As the trauma and bitterness of the Civil War faded, for instance, many Americans, especially former military officers, sought to reunify the country by appealing to the valor displayed by the combatants of both sides.

The outbreak of the Spanish-American War in 1898 served as a powerful unifying event, bringing together soldiers from North and South, and in the process prompting one Northern leader to announce that there was now "a new Union, no Northerners, no Southerners, but Americans all."

By the end of the 19th century, Confederate and Union veterans were attending common reunions. In 1906, the Memorial Day holiday was modified to include recognition of Confederate soldiers.

Six years later, in 1912, the Daughters of the American Revolution invited the United Daughters of the Confederacy (UDC) to hold a joint annual meeting in Washington, D.C. The vice president of the UDC explained how patriotism could support both the living Union and the memory of a courageous Confederacy.

"Southern women, American women," she declared, instilled in their children "the loftiest patriotism to glory in, to honor and support the Stars and Stripes, yet fold close to their hearts and swear eternal allegiance to a blood-stained banner forever furled."

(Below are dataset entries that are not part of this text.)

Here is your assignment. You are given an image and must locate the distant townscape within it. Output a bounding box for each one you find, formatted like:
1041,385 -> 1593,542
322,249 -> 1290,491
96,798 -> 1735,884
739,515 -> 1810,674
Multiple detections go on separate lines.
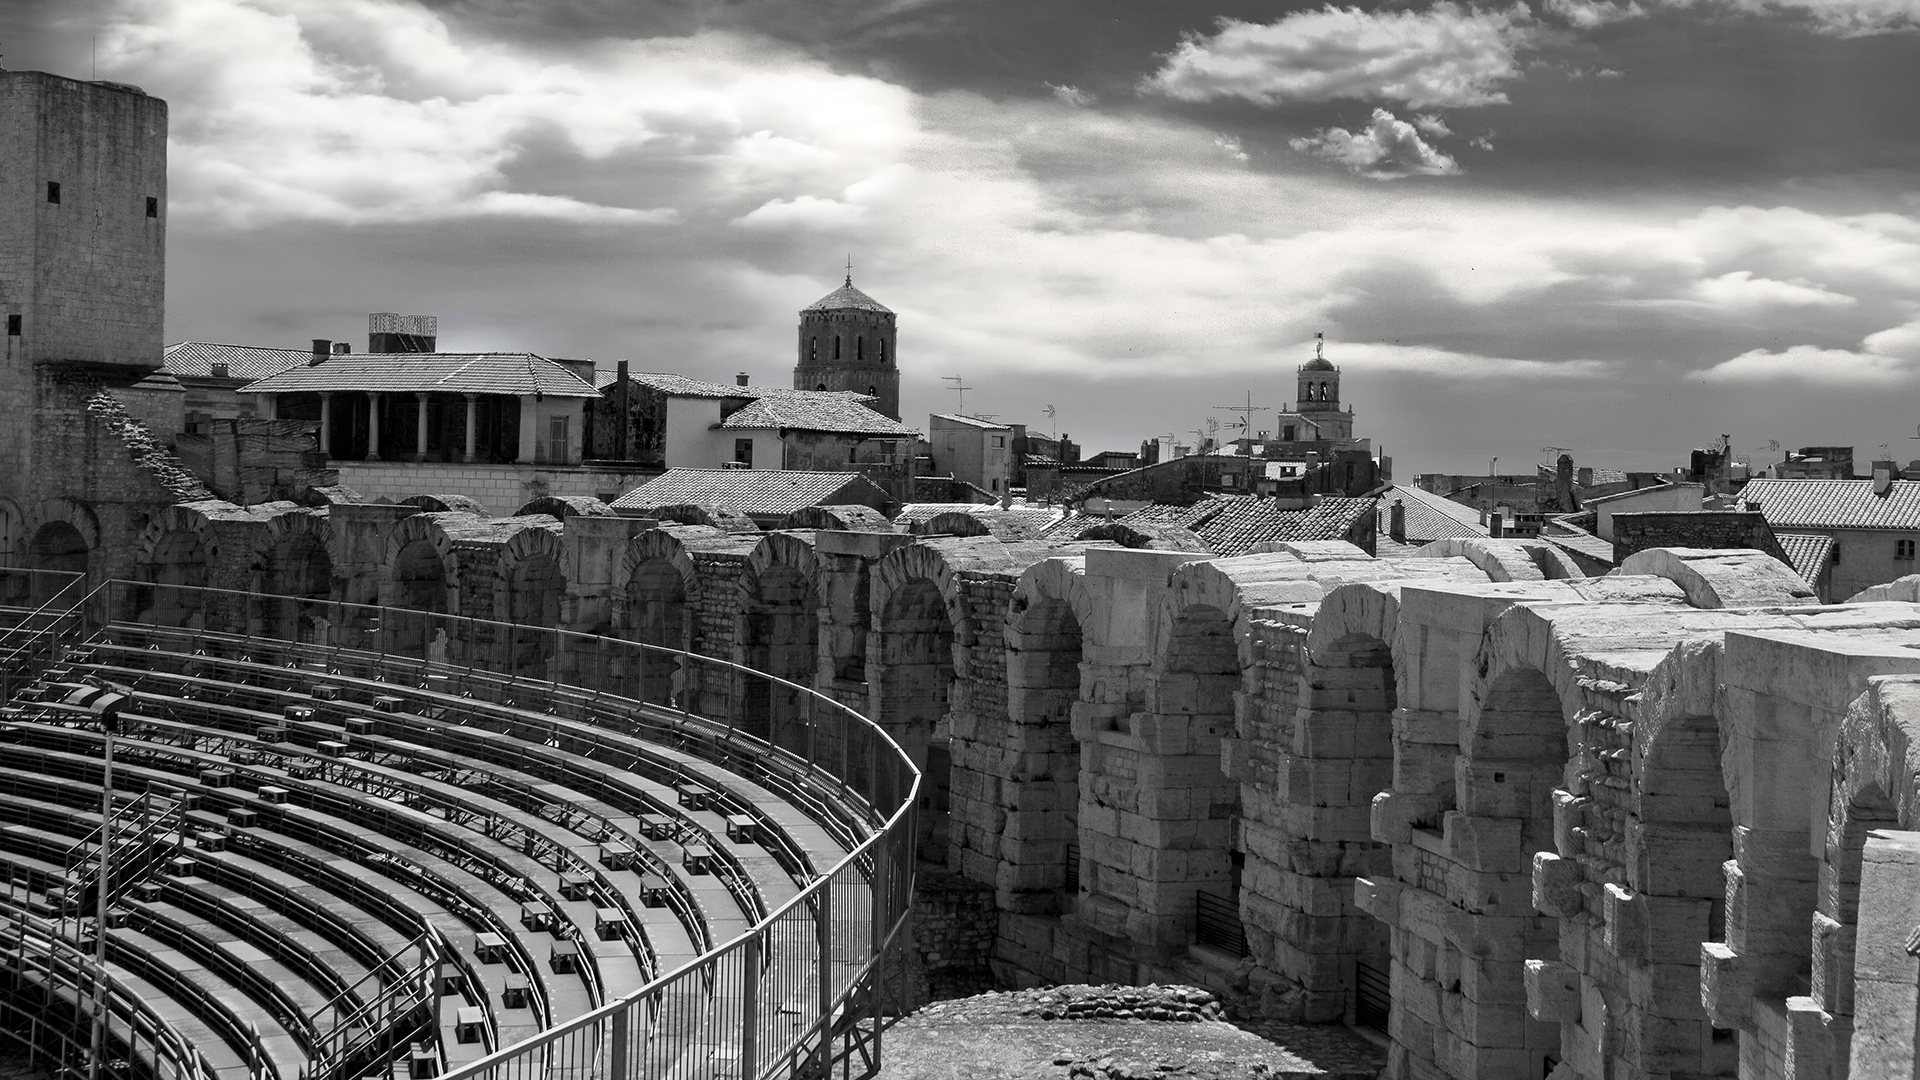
9,66 -> 1920,1080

President William Howard Taft delivered the keynote address to the gathering. Amid an overflowing hall festooned with Confederate and American flags, he rejoiced in the nation's "common heritage of courage and glorious sacrifice."

As Cecilia O'Leary points out, this celebration of a reunited nation shifted the public meaning of patriotism away from civic virtue and democratic idealism to personal valor and martial glory. A "male warrior" model of patriotism emerged at the end of the 19th century to help rationalize American imperial expansion into the Caribbean and east Asia.

In the process, it also helped undermine the public memory of the Civil War as a struggle for civil rights. In 1913, at the 50th anniversary of the Battle of Gettysburg, new President Woodrow Wilson praised the "blood and sacrifice of multitudes of unknown men" on both sides who fought "to make a nation." He made no mention of slavery.

Not all of the other selections are so interesting or so sharply focused. At times, the professorial prose in "Bonds of Affection" becomes a noisy shuffling of note cards, and a few of the authors let their own ideological biases run amok.

Surprisingly, there is no mention of the Olympics and the role of international athletic competition as a catalyst for patriotic fervor.

But such quibbles are beside the point. This book is worthy of sustained interest because it offers provocative insights into the vexed nature of our affection for the American republic.

In the end, what we need is an engaged, yet measured sense of loyalty. Blind patriotism too often degenerates into chest-thumping jingoism. Civic indifference, on the other hand, atrophies the sinews binding the body politic.

Carl Schurz, the German-born political leader from Missouri, struck the right balance when he declared on the floor of the Senate in 1872: "Our country, right or wrong. When right, to be kept right; when wrong, to be put right."

*David Emory Shi, president of Furman University in Greenville, S.C., is a noted historian and author of "The Simple Life: Plain Living and High Thinking in American Culture."